Notamment pour les cinéphiles, les Nègres n'ayant jamais été admis dans les salles obscures, et j'en ai eu un nouvel écho il y a quelques jours (le 18 mai). Je suis membre de l'association polar 813, et de sa liste de discussion, où une listière signalait avoir vu l'adaptation 1974 de Dix petits Nègres, réalisation allemande avec une distribution internationale (Ein Unbekannter rechnet ab).

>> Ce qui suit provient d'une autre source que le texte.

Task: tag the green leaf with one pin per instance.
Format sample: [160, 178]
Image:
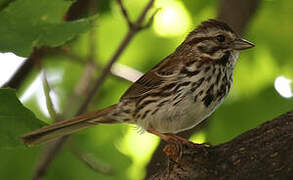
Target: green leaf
[26, 24]
[15, 119]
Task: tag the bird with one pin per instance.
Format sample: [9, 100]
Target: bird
[175, 95]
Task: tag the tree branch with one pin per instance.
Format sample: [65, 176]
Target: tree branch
[265, 152]
[56, 146]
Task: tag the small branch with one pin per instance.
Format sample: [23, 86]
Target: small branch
[49, 103]
[265, 152]
[133, 30]
[124, 12]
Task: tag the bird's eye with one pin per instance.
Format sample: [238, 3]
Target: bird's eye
[220, 38]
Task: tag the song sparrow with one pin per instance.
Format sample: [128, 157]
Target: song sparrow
[175, 95]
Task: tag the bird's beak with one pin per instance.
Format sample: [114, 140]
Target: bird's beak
[241, 44]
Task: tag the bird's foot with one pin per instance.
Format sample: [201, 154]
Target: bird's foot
[176, 144]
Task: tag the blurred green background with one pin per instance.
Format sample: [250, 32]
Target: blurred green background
[260, 91]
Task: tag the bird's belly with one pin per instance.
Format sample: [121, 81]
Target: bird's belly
[172, 118]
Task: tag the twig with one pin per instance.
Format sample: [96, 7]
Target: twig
[49, 103]
[124, 12]
[133, 30]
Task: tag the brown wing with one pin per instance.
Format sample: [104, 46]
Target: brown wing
[152, 79]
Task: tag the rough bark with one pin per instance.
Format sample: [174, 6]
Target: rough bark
[263, 153]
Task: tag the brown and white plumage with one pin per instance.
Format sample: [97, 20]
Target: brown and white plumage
[176, 94]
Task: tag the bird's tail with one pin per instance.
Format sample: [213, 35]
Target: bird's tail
[67, 127]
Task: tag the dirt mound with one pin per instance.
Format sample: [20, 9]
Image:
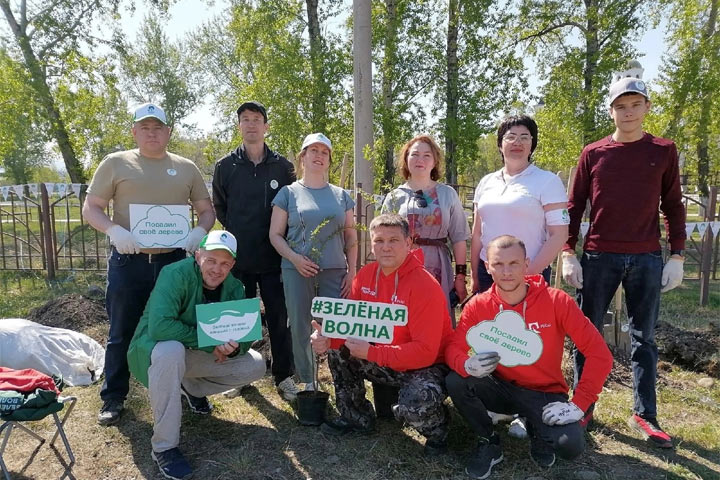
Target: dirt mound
[74, 312]
[697, 350]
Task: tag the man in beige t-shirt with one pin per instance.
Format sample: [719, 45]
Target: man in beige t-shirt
[146, 175]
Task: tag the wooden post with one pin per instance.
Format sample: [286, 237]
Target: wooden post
[47, 232]
[707, 243]
[558, 261]
[343, 171]
[358, 222]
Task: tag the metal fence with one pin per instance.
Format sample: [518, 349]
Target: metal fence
[43, 229]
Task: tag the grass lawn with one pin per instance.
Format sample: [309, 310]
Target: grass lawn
[256, 436]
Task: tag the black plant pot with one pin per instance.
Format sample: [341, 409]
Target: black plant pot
[311, 407]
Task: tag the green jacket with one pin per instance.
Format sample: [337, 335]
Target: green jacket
[170, 313]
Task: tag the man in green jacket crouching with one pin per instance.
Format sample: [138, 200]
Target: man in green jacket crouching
[164, 353]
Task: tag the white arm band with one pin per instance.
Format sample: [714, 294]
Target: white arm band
[559, 216]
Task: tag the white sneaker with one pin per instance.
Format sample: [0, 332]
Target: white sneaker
[233, 392]
[288, 390]
[518, 428]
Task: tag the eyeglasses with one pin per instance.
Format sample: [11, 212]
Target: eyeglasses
[514, 137]
[420, 198]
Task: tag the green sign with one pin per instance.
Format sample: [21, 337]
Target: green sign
[237, 320]
[508, 335]
[371, 321]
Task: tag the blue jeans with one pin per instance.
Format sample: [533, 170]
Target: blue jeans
[131, 278]
[640, 276]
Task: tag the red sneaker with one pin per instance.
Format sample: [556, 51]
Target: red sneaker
[651, 431]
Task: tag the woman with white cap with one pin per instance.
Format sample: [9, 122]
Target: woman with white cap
[313, 228]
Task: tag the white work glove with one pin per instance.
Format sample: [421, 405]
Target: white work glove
[561, 413]
[672, 274]
[123, 240]
[572, 271]
[194, 238]
[482, 364]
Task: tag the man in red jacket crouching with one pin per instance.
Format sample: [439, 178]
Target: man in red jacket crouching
[413, 362]
[514, 363]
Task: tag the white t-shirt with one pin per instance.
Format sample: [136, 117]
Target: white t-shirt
[513, 205]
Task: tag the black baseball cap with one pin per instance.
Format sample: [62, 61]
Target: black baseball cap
[253, 106]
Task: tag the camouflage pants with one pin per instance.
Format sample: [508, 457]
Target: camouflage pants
[420, 400]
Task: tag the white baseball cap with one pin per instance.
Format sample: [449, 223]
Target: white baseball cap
[149, 110]
[627, 85]
[316, 138]
[219, 240]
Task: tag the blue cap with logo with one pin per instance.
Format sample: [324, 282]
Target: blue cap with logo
[149, 110]
[219, 240]
[627, 85]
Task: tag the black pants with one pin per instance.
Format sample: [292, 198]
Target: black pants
[473, 397]
[273, 297]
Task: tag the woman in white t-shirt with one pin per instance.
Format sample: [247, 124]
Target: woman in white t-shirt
[521, 200]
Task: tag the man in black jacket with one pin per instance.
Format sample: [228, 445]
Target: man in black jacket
[244, 185]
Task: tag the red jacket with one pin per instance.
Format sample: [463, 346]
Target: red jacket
[422, 341]
[553, 314]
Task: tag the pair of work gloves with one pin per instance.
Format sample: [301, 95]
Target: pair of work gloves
[554, 413]
[672, 274]
[125, 242]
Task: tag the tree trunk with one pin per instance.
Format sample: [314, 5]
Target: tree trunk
[388, 119]
[710, 65]
[320, 92]
[451, 108]
[591, 59]
[39, 83]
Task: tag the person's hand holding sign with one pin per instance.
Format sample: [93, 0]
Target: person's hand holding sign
[194, 238]
[358, 348]
[320, 344]
[122, 239]
[222, 352]
[561, 413]
[482, 364]
[304, 266]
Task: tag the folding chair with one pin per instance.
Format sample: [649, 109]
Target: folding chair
[8, 426]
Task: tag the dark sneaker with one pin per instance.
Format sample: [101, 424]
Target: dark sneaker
[341, 426]
[541, 453]
[586, 420]
[172, 464]
[110, 412]
[487, 455]
[198, 405]
[651, 431]
[434, 448]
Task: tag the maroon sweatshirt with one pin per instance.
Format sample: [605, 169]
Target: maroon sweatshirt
[626, 183]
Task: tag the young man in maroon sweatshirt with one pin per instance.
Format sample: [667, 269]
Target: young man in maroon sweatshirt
[536, 391]
[626, 177]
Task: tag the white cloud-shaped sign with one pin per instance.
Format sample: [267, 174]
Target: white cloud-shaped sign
[507, 335]
[159, 225]
[231, 325]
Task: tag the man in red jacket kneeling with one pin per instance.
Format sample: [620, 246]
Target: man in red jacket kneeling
[514, 363]
[413, 362]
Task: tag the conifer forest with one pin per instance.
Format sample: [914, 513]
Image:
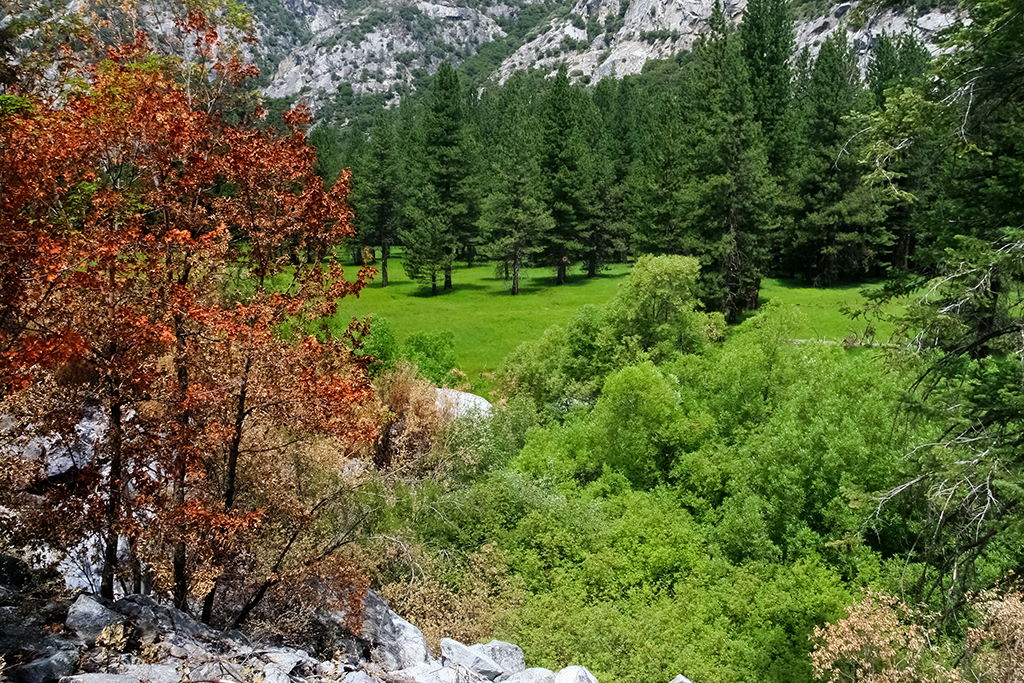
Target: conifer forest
[671, 479]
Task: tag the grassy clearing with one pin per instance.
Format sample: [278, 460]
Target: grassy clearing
[487, 323]
[820, 310]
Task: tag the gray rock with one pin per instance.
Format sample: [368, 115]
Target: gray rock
[88, 616]
[435, 673]
[140, 609]
[394, 642]
[44, 670]
[454, 652]
[275, 674]
[356, 677]
[217, 671]
[508, 656]
[536, 675]
[574, 675]
[14, 572]
[154, 673]
[288, 659]
[8, 598]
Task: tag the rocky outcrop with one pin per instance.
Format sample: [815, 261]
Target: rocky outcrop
[376, 49]
[49, 639]
[632, 32]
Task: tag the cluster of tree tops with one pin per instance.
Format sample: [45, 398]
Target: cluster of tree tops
[740, 153]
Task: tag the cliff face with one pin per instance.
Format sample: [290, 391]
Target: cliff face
[380, 46]
[375, 48]
[633, 32]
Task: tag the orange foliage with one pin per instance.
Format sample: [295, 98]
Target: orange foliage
[150, 254]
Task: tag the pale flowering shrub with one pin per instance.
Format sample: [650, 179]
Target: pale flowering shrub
[882, 640]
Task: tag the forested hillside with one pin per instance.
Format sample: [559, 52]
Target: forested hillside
[668, 482]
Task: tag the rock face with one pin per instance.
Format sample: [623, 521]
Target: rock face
[88, 616]
[507, 655]
[375, 48]
[136, 639]
[455, 653]
[633, 32]
[336, 49]
[393, 641]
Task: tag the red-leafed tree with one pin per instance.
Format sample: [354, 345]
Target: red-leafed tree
[152, 259]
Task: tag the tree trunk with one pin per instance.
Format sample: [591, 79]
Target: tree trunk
[515, 275]
[235, 445]
[113, 495]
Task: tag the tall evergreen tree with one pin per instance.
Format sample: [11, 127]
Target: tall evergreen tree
[439, 214]
[513, 216]
[768, 46]
[731, 193]
[378, 190]
[897, 60]
[569, 172]
[839, 229]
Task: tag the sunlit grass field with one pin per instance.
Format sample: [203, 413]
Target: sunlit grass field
[487, 323]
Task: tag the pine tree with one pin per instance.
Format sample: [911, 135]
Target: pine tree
[839, 230]
[768, 46]
[897, 60]
[731, 193]
[378, 190]
[439, 213]
[569, 172]
[513, 214]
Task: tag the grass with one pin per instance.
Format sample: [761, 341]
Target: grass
[820, 311]
[487, 323]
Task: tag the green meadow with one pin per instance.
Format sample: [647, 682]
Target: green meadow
[487, 323]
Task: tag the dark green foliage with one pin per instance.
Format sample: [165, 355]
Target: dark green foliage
[897, 60]
[513, 218]
[839, 231]
[378, 191]
[768, 47]
[439, 211]
[731, 194]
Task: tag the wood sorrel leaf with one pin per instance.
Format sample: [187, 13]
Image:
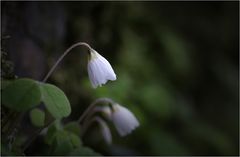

Si le film a été distribué en France sous le titre Dix petits Nègres (Diez Negritos en Espagne), les impératifs de production ont imposé de réutiliser la variante indienne de la comptine, ce qui donne lieu à un couac lorsque Aznavour, l'un des dix "Nègres", se met au piano pour interpréter la comptine des Nègres et chante en anglais Ten little Indians...
Fahrenheit 451 n'a été tourné qu'en 66, alors que le scénario était prêt dès l'été 62, et un tournage envisagé début 63 en français avec précisément Aznavour dans le rôle principal, mais il y a eu des problèmes de financement, et la production est passée aux mains des Américains qui ont exigé une star plus internationale...
Bref, les Espagnols n'ont pas été loin d'avoir les couacs 813-723 et Negritos-Indians par l'entremise du seul Aznav' (avant d'être livrés au seul Aznar).
Un hasard n'arrive jamais seul, paraît-il, et je suis éberlué devant la ténuité des hasards de ce mois:
- découverte du livre de Tenenbaum, alors qu'il était depuis 2002 en rayon à la médiathèque;
- découverte de la version espagnole de Fahrenheit 451, quelques jours avant qu'elle soit retirée de YouTube (je précise que je ne connais aucune autre version du film);
- message de la colistière de 813.

Retournant sur YouTube après une première mise en ligne de ce billet, j'y découvre la scène fatidique en italien, avec la réplique convenablement traduite (temps 2'35": otto cento tredici, 813, puis cento venti uno, 121).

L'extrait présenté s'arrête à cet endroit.